I am not saying that the risk is equal, I am disputing the statement that ext3 is rock solid and won't loose your data without you needing to do anything.
Ext3 is one of the worst possible filesystems to use if you really care about your data not getting lost (and therefor implement the fsync dance to make sure you don't loose data), because it's fsync performance is so horrid.
The applications are not keeping the data in buffers 'as long as they can', they are keeping the data in buffers for long enough to be able to optimize disk activity.
The first is foolishly risking data for no benefit, the second is taking a risk for a direct benefit. These are very different things. Ext3 also keeps data in buffers and delays writing it out in the name of performance. Every filesystem available on every OS does so by default, the may differ in how long they will buffer the data, and what order they write things out, but they all buffer the data unless you explicitly mount the filesystem with the sync option to tell it not to.

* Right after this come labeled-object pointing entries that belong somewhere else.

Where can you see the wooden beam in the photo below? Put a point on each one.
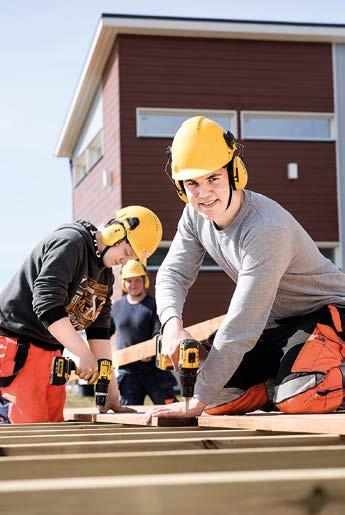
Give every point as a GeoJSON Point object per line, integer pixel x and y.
{"type": "Point", "coordinates": [326, 423]}
{"type": "Point", "coordinates": [136, 419]}
{"type": "Point", "coordinates": [147, 349]}
{"type": "Point", "coordinates": [114, 435]}
{"type": "Point", "coordinates": [167, 444]}
{"type": "Point", "coordinates": [287, 492]}
{"type": "Point", "coordinates": [173, 462]}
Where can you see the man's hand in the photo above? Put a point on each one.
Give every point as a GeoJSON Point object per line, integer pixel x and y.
{"type": "Point", "coordinates": [176, 409]}
{"type": "Point", "coordinates": [173, 333]}
{"type": "Point", "coordinates": [88, 366]}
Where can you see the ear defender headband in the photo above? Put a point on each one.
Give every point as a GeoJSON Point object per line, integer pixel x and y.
{"type": "Point", "coordinates": [116, 231]}
{"type": "Point", "coordinates": [238, 176]}
{"type": "Point", "coordinates": [178, 185]}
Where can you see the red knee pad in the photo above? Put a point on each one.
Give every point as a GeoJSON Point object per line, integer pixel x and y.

You say that people will always pick reliability over performance, but time and time again this is shown to not be the case. As pointed out by another poster, MySQL grew almost entirely on it's "performance over reliability" approach, only after it was huge did they start pushing reliability. The entire noSQL family of servers is based on relaxing the reliability constraints of the classic ACID protections that SQL databases provided.
This extends beyond the computing field. There are no fields where the objective is to eliminate every risk, no matter what the cost. It is always a matter of balancing the risk with the costs of eliminating them, or with the benefits of accepting the risk.